Aku memasuki ruang inap dengan wajah kurang percaya diri. Ditemani oleh ibu dan ayah, kaki terus melangkah masuk. Orang-orang yang ada dalam ruangan ini menatapku dari ujung kaki hingga kepala. Karena malu, aku langsung menundukkan kepala.
Diantara mereka semua, siapa lelaki yang akan menikah denganku? Benak terus bertanya. Sesekali aku mengangkat kepala. Ada rasa penasaran, ingin tahu tentang sosok lelaki itu.
Saat kaki terus melangkah, mataku terfokus pada lelaki yang sedari tadi membelakangiku. Lelaki itu tetap menghadap ke ranjang rumah sakit, yang diatasnya sedang ada pria tua dengan tangan diinfus. Diantara semua orang, hanya dia yang tidak melihatku. Mungkinkah dia, orang yang akan dinikahkan denganku? Mungkinkah lelaki itu sudah mengenalku, sehingga dia mau menerima perjodohan ini? Aku terus bertanya-tanya dalam hati.
"Mari, Pak! Kita mulai!" ucap lelaki yang berdiri dekat meja yang sangat sakral bagiku. Mata lelaki itu melihat dua pegawai KUA yang sedang duduk di kursi sofa yang ada di dalam ruang inap. Dia lalu mendekati sosok pria yang dari tadi masih membelakangiku.
Ayah menarik tanganku untuk mendekat ke sisi rumah sakit yang sudah disediakan sebagai tempat ijab kabul. Dengan ragu, aku melangkah kecil menuju tempat duduk sakral itu. Aku mengangkat wajah untuk melihat ayah, dia masih menggenggam tanganku, menyuruh untuk duduk lewat lirikan mata yang dapat kumengerti. Tempat ini begitu dingin, tangan mulai berkeringat.

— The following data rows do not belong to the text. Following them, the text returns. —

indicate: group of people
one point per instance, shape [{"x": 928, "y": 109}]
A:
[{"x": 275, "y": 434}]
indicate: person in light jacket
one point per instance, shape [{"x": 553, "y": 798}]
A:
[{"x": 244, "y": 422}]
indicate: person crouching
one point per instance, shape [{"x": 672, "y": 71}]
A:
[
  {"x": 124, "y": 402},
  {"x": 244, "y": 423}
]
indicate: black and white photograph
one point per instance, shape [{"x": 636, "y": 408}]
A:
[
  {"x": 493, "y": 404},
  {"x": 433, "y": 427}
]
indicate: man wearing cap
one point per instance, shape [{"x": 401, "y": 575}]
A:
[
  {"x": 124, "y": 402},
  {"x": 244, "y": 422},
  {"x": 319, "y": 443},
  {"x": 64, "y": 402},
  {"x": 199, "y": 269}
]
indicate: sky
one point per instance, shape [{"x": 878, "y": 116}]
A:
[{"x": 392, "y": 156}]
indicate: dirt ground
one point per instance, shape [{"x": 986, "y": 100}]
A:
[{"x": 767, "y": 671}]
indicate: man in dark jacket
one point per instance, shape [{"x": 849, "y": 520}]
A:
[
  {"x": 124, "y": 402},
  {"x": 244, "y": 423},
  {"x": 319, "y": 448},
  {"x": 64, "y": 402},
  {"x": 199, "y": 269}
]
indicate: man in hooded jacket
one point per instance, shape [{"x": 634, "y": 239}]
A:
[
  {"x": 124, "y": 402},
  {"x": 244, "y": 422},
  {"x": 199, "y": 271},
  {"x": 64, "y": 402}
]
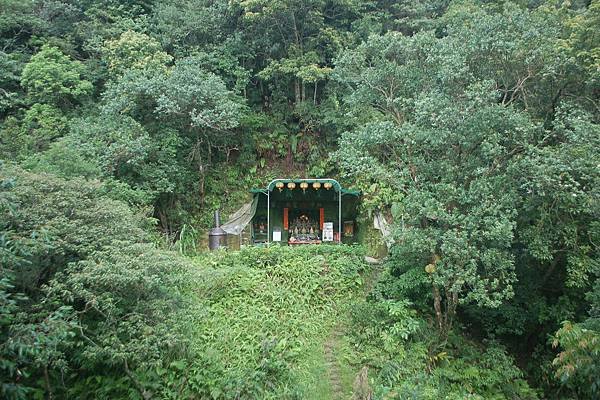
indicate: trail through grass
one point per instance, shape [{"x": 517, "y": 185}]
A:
[{"x": 273, "y": 320}]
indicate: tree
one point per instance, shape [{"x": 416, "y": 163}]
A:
[
  {"x": 51, "y": 77},
  {"x": 458, "y": 207}
]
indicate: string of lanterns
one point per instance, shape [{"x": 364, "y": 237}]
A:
[{"x": 303, "y": 185}]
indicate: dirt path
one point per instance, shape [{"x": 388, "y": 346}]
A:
[
  {"x": 333, "y": 368},
  {"x": 332, "y": 345}
]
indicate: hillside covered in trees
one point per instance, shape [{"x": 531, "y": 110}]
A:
[{"x": 472, "y": 125}]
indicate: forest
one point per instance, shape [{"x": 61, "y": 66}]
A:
[{"x": 472, "y": 125}]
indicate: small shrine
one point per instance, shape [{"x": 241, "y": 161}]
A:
[{"x": 303, "y": 211}]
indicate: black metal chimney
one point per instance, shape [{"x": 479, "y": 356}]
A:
[{"x": 217, "y": 237}]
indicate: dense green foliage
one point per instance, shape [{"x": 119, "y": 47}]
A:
[{"x": 474, "y": 126}]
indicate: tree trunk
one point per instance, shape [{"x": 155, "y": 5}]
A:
[
  {"x": 437, "y": 306},
  {"x": 49, "y": 394},
  {"x": 297, "y": 91}
]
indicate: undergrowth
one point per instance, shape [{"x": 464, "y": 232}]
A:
[{"x": 266, "y": 311}]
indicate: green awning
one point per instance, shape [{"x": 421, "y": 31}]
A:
[{"x": 335, "y": 184}]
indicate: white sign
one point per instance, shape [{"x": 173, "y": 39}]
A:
[{"x": 328, "y": 231}]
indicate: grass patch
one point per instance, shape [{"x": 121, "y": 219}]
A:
[{"x": 267, "y": 313}]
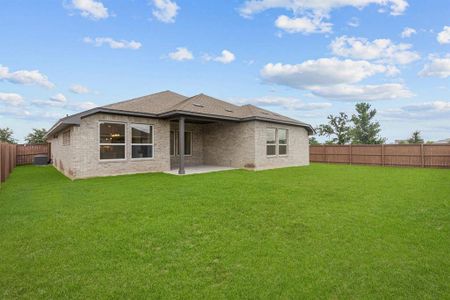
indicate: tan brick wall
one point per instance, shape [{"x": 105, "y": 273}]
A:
[
  {"x": 298, "y": 147},
  {"x": 63, "y": 156},
  {"x": 229, "y": 144}
]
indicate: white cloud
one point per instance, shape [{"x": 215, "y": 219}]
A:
[
  {"x": 321, "y": 7},
  {"x": 420, "y": 111},
  {"x": 81, "y": 106},
  {"x": 79, "y": 89},
  {"x": 305, "y": 25},
  {"x": 444, "y": 36},
  {"x": 11, "y": 99},
  {"x": 389, "y": 91},
  {"x": 59, "y": 98},
  {"x": 429, "y": 106},
  {"x": 181, "y": 54},
  {"x": 25, "y": 77},
  {"x": 114, "y": 44},
  {"x": 287, "y": 103},
  {"x": 353, "y": 22},
  {"x": 323, "y": 71},
  {"x": 381, "y": 50},
  {"x": 91, "y": 9},
  {"x": 165, "y": 10},
  {"x": 76, "y": 106},
  {"x": 226, "y": 57},
  {"x": 408, "y": 32},
  {"x": 438, "y": 67},
  {"x": 336, "y": 79}
]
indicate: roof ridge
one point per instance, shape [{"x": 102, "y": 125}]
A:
[
  {"x": 181, "y": 102},
  {"x": 137, "y": 98}
]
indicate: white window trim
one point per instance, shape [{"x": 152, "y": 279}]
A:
[
  {"x": 138, "y": 144},
  {"x": 64, "y": 133},
  {"x": 175, "y": 144},
  {"x": 271, "y": 144},
  {"x": 277, "y": 143},
  {"x": 112, "y": 144}
]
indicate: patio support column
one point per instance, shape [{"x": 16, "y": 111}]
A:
[{"x": 181, "y": 144}]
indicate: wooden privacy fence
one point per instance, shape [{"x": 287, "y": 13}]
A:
[
  {"x": 413, "y": 155},
  {"x": 26, "y": 152},
  {"x": 7, "y": 160}
]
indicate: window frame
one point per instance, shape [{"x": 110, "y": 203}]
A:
[
  {"x": 176, "y": 143},
  {"x": 271, "y": 144},
  {"x": 287, "y": 142},
  {"x": 277, "y": 142},
  {"x": 112, "y": 144},
  {"x": 138, "y": 144},
  {"x": 65, "y": 141}
]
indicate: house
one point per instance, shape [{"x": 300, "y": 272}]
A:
[{"x": 143, "y": 135}]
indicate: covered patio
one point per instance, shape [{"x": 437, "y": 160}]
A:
[{"x": 202, "y": 149}]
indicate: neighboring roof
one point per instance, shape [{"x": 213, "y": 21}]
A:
[{"x": 168, "y": 104}]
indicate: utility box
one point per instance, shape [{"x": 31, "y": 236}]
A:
[{"x": 40, "y": 160}]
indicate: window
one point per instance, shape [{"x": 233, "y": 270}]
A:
[
  {"x": 112, "y": 141},
  {"x": 66, "y": 138},
  {"x": 282, "y": 141},
  {"x": 271, "y": 141},
  {"x": 141, "y": 141},
  {"x": 175, "y": 141},
  {"x": 276, "y": 141}
]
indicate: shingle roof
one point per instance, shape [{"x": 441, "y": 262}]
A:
[
  {"x": 155, "y": 103},
  {"x": 167, "y": 104}
]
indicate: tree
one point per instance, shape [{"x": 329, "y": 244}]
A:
[
  {"x": 36, "y": 136},
  {"x": 365, "y": 130},
  {"x": 337, "y": 128},
  {"x": 6, "y": 135},
  {"x": 313, "y": 141},
  {"x": 415, "y": 138}
]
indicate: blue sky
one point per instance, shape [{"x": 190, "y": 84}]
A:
[{"x": 302, "y": 58}]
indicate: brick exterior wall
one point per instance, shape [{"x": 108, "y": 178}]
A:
[
  {"x": 239, "y": 145},
  {"x": 229, "y": 144},
  {"x": 63, "y": 156},
  {"x": 298, "y": 147}
]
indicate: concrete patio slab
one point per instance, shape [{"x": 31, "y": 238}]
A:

Aku menundukan wajah, kini tempat duduk di sampingku sudah berpenghuni. Jantung berdetak dengan cepat. Masih tidak menyangka, kalau sebentar lagi aku akan resmi menjadi seorang istri.
Tiga orang pria dihadapanku sedang menyiapkan beberapa berkas. Sedangkan orang yang duduk di samping, aku belum tahu siapa dia. Kepala yang menunduk hanya bisa melihat kalau lelaki ini memakai celana hitam dengan sepatu yang juga berwarna hitam. Sepertinya sangat mahal, aku tidak tahu berapa harganya.
"Bagaimana, apakah anda sudah siap?" tanya salah seorang pria tua di hadapan lelaki di sampingku.
"Siap, Pak! Kita bisa mulai!" Terdengar lelaki disampingku mengeluarkan suara.
Suara ini sangat tidak asing. Pikiranku mencoba menerka-nerka, suara ini mirip siapa. Tetapi, tak kunjung menemukan. Sudahlah, mungkin hanya perasaanku saja. Lelaki yang memiliki suara mirip di dunia ini ada banyak.
Situasi sangat menegangkan. Tanganku memegang erat rok yang aku pakai. Sedari tadi tangan sudah berkeringat. Ibu mengusap pelan punggung belakangku. Mungkin dia tahu, kalau sekarang anaknya sangat gugup.
"Baik, Pak Aksa. Ikuti apa yang saya katakan! Saya nikahkan dan saya kawinkan engkau dengan Mentari Delisia binti Rusdin dengan maskawin sebuah cincin emas di bayar tunai!"
"Saya terima nikahnya Mentari Delisia binti Rusdin dengan maskawin sebuah cincin emas di bayar tunai!"
Aku langsung mengangkat wajah, rasa penasaran ini harus dituntaskan. Mata menatap kaget lelaki yang saat ini duduk di sampingku. Aku tidak bisa berkedip. Bibir kelu, tak mampu berucap. Aku hanya bisa membatin, jika semua ini tidak mungkin.
Sungguh, aku tidak percaya dengan yang terjadi di depan mataku saat ini. Ternyata ayah dan ibu menjodohkan dengan Aksa, lelaki yang sudah lama menjalin hubungan dengan Utami. Benak masih tidak percaya, jika saat ini aku telah sah menjadi istri kekasih sahabatku.
Aksa menatap lurus ke arah dua pria tua yang ada di hadapan kami. Sedari tadi, dia bahkan tidak menoleh padaku. Dari raut yang terlihat, dia seolah tidak mengenalku. Lebih tepatnya, berpura-pura tidak mengenal.
“Bagaimana, sah?” tanya seorang penghulu yang masih menjabat tangan Aksa.
“Sahhh!” jawab semua orang yang ada di dalam ruangan. Satu tangan ayah memegang pundaku, sedangkan tangan yang lain mengusap dengan sayang puncak kepala. Aku ingin berteriak, mengatakan tidak sah. Namun, perkataan itu tertahan ditenggorokan.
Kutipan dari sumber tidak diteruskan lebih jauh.